Methodology: Women in AI

  • Data set: Bloomberg Beta overview

Our data set, including industry and sub-industry categories, is based on the 2016 machine learning landscape published annually (since 2014) by Bloomberg Beta’s Shivon Zilis and James Cham. We looked at top-level management (see definition above) and C-level roles across 287 companies in seven industries that leverage AI and ML technologies as part of their main product and service delivery. An inclusive look at categories and subcategories, as well as companies, can be found in the infographic found in the provided link.

  • How we collected data

For each company included in Bloomberg’s Beta machine learning landscape, we collected the following information: total number of companies with top-level female presence (defined as senior-level females, including senior-level management, founders and co-founders, and chairpersons); specific C-level roles; and numbers of women in C-level roles. In each case, we first went to a company’s team page. When team information was not available on a company’s website, we use LinkedIn for finding company employees and titles. Though LinkedIn is a mainstream application, participation is voluntary and therefore total inclusivity is not certain. While there are methods for verifying this information, such as contacting the company directly, limited time precluded us from exercising all options.

In a few cases, companies either did not have explicit team pages or they employed another approach, such as displaying team pictures with names but with no identifying titles. In other cases, companies didn’t use typical C-level titles. While it’s highly likely that these organizations have heads of operations, etc., and other key line roles, in order to keep the data uniform for this study, we only looked at C-level titles; companies to which this applied were the exception, and while room for error exists we believe it’s not significant. It’s also important to clarify that when looking at C-level positions that we counted all individual roles, even if held by the same person (for example, if a person held double C-level titles such as CTO and CIO, we counted both roles as individual roles). These cases were a rare exception and the resulting error rate is not significant.

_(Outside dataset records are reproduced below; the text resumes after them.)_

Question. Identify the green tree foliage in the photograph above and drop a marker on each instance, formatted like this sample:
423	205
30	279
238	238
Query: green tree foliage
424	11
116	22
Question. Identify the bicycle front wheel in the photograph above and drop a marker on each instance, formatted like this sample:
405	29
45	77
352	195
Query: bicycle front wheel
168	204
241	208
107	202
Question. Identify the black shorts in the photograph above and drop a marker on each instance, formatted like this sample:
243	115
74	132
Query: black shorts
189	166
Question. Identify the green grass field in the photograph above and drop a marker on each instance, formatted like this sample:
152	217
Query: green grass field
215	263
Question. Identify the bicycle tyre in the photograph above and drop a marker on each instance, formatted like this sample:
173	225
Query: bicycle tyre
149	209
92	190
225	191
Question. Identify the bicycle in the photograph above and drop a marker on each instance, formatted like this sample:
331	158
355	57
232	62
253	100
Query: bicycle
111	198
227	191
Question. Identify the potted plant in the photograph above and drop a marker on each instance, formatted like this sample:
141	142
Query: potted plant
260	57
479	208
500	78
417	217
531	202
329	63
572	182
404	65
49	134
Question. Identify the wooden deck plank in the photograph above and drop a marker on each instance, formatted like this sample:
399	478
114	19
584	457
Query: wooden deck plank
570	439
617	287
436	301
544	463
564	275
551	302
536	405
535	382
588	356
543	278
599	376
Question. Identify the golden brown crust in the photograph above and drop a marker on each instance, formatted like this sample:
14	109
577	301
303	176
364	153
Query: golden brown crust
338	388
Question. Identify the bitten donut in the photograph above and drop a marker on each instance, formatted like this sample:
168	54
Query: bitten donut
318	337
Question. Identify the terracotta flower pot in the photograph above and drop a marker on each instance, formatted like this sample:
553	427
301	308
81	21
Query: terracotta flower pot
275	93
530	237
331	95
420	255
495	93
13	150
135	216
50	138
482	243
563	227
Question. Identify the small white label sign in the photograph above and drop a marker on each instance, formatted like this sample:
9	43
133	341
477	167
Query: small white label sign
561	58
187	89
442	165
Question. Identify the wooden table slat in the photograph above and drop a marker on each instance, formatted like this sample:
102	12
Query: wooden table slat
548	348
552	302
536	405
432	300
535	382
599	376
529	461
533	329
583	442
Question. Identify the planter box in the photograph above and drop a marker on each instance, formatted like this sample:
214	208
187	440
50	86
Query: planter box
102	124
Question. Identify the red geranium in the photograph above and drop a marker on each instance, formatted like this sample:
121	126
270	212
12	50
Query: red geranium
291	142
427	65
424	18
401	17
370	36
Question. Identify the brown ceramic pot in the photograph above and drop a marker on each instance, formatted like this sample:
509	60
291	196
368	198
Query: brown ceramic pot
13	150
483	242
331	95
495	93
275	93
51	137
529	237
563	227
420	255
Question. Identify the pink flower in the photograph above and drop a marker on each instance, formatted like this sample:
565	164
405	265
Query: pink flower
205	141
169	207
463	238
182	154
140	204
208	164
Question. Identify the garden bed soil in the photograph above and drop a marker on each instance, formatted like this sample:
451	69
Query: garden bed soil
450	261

After collecting the first described set of data, we realized the need for additional information on the average number of C-level executives in total (both male/female) for each sub-industry in order to find the ratio between male and female C-level executives. In a second round of data collection, we looked at every other company within each sub-industry (taking care to find information for at least half of the companies listed in each category), and tallied the total number of C-level executives. This information was later used to calculate the percentage of female C-level executives across industries by dividing total number of female C-level roles by total number of C-level roles counted across industries.

It’s worth noting that data on C-level roles included in the published study was based on whether or not a “significant number” of individuals filled a given C-level role, which we defined as five or more persons. There were almost as many identified C-level roles filled by women as those where there were no women counted. Out of a total of 33 identified C-level roles, 17 were held by at least one woman and 15 had no women. Many of the roles with no women were not significant positions, in that they were often a single instance or filled by two or three individuals across all industries. There were two exceptions to this rule: we identified 22 male Chief Commercial Officers (CCOs) and six Chief Architects, roles that were not held by any females in the companies for which we collected data.

  • Industries and sub-industries not included

As we went through the process of collecting the above data, we identified one industry and one sub-industry that we ultimately decided to leave out of this particular study: the industry (or category) of open source libraries and the sub-industry of personal agents (under the broader industry of agents). Our reasons for eliminating open source libraries was twofold: we believe these are better described as programs rather than companies, and several—such as TensorFlow—are created by groups within much larger corporations.

In regards to the sub-industry of personal agents, many of those listed (including Facebook M and Apple Siri) are produced by companies that are far bigger in size and profit than the average company included under each industry in our data set (an average of between one and 100 employees). For consistency of data, we decided not to track C-level roles or top-level female presence at these companies and instead focused only on companies that fell under the sub-industry of professional agents.

  • Perspectives of female C-levels/founders

In addition to collecting quantitative data, we thought it important to garner individual women’s perspectives on their industry, professional roles, and the topic of gender diversity in leadership positions in AI and ML. We sent interview requests to 15 women in C-level and/or founding roles at companies, who were selected randomly using a list generated and maintained by the Women in Machine Learning (WiML) Organization. We received five interview responses—four via email and one interview conducted via Skype. We asked each individual the same four questions:

  1. What business opportunities in your field or company are you excited about in the next 5 to 10 years?
  2. What were the driving motivators that led you to start your own company/get involved in your current field and company?
  3. What has your experience been as “a woman” in AI and business i.e. empowering, challenging, more or less equal opportunity? There is no right or wrong answer. Feel free to tell a short story if preferred.
  4. Eschewing the cliché, do you think it’s important for more women to strive for C-level exec/founding roles in AI-related domains? Why or why not?

While not all responses were included in the final study and article, their responses are no less insightful and may be used (with permission) in future articles.

  • Limitations of study

Our method for collecting data includes limitations, some of which we note here:

  • The data set used (287 companies total) is relatively small and dependent on those chosen by Zilis and Cham, and hence subject to potential biases outside of our control.
  • While numbers and titles of tallied C-level roles were checked twice, this information was collected and verified by one individual. In addition, any information collected on the LinkedIn platform may have not have been inclusive; hence, the information collected is subject to potential error in identification of applicable roles.